Cecil Sharp's Note 84 (1916)
No. 84. John Barleycorn
For other versions with tunes of this well-known ballad, see Songs of the West (No. 14 and Note, 2d cd.); Barrett’s English Folk Songs (No. 8); Journal of the Folk-Song Society (volume i, p. 81; volume iii, p. 255); and Christie’s Traditional Ballad Airs of Scotland (volume i, p. 134).
The earliest printed copy of the ballad is of the time of James I.
Versions with words only are given in Dick's Songs of Robert Burns (p. 314); Roxburghe Ballads (volume ii, p. 317); and Bell's Ballads and Songs of the Peasantry of England (p. 80). Chappell gives "Stingo or Oil of Barley" as the traditional air; while Dick says it is uncertain whether Burns intended his version of the ballad to be sung to that tune or to "Lull me beyond thee."

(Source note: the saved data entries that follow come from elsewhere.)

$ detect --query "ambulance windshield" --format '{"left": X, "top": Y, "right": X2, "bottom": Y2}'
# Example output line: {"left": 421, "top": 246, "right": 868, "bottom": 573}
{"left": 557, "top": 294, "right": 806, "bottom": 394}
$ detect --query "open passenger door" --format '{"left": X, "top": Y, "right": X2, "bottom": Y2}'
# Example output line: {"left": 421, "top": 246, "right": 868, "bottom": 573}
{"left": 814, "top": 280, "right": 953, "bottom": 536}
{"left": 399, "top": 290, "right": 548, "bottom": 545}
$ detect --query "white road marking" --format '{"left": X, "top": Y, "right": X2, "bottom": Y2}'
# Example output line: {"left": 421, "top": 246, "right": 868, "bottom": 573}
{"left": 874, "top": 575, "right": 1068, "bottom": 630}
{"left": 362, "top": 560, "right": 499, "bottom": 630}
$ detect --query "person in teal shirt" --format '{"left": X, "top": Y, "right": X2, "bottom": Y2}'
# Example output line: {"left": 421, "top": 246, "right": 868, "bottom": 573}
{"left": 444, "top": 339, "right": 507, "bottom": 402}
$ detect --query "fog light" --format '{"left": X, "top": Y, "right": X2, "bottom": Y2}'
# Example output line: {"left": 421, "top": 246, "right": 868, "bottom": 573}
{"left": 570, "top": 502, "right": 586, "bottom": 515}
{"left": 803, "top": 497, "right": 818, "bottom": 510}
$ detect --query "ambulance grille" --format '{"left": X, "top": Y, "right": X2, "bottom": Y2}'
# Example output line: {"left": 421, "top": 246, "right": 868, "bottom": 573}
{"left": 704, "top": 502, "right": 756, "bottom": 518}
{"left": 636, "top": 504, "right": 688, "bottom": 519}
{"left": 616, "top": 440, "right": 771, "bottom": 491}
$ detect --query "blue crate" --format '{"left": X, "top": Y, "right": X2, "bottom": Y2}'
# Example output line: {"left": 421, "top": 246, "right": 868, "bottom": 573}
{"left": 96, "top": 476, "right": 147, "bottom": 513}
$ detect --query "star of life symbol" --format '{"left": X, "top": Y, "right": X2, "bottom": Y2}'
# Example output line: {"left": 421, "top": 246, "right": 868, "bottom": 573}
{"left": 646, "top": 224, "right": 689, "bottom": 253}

It is not easy to express in musical notation the exact way in which the singer sang this song. He dwelt, perhaps, rather longer upon the double-dotted notes than their written value, although not long enough to warrant their being marked with the formal pause. The singer told me that he heard the song solemnly chanted by some street-singers who passed through his village when he was a child. The song fascinated him and he followed the singers and tried to learn the air. For some time afterward he was unable to recall it, when one day, to his great delight, the tune suddenly came back to him, and since then he has constantly sung it. He gave me the words of the first stanza only. The remaining verses in the text have been taken from Bell's Songs of the Peasantry of England. The tune, which is in the Æolian mode, is such a fine one that I have been tempted to harmonize it somewhat elaborately. Those who prefer a simpler setting can repeat the harmonies set to the first verse.